A judge found that Oregon Liquor Control Commission inspectors are not cops and don't deserve their own union.

An administrative judge has dealt a blow to an effort by the state’s liquor inspectors to carry guns on the job.

Julie Reading, an administrative law judge for the state Employment Relations Board, has issued a tentative ruling rejecting a bid by a group calling itself the Oregon Liquor Control Commission Peace Officers Association to form its own union to win the right to bear firearms in their work.

Currently, OLCC inspectors have the power to detain suspects, make arrests and issue citations pertaining to liquor law violations. They carry pepper spray, handcuffs, batons and large flashlights. They wear a badge and can don body armor if they want to.

And they’re taking on major new responsibilities as OLCC takes on an oversight role of the legalization of recreational marijuana

But that’s not enough to justify forming their own union, Reading wrote in her Dec. 16 recommended ruling.
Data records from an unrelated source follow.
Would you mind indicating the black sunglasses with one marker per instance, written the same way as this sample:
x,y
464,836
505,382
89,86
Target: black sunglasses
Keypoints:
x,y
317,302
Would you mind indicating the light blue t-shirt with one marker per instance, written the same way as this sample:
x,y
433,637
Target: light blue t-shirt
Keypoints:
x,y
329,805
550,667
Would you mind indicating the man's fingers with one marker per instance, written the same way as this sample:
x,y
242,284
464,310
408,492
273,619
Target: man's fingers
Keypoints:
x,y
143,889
The group believed that forming its own union would be the best way to bargain with OLCC management over whether they should be armed, just like regular police.

Right now, the same union represents inspectors and other employees: Council 75 of Oregon AFSCME, the American Federation of County, State and Municipal Employees.

The inspectors, however, enlisted the help of a national group, the Fraternal Order of Police, to bid to form their own union. They argued that their job has evolved to being very similar to police, and the anti-strike provisions applying to police officers under labor law should cover them as well. That would justify the group having its own union.

Reading agreed with inspectors’ claims that AFSCME hadn’t done a great job of advancing their concerns. “The evidence and arguments presented by both OLCCPOA and AFSCME indicate that there is a significant disconnect between the inspectors and enforcement technicians’ actual concerns and the issues AFSCME has advanced on their behalf,” she wrote.

But she found that despite beefed up training requirements the inspectors’ jobs haven’t changed all that much— and aren’t so essential to society that anti-strike provisions are appropriate.

John Mereen, a leader in the OLCC inspectors’ efforts, did not immediately respond to a request for comment. Nor did the Fraternal Order of Police or an OLCC spokeswoman.

The inspectors have 14 days to challenge the ruling, or it will be adopted unchanged by the board.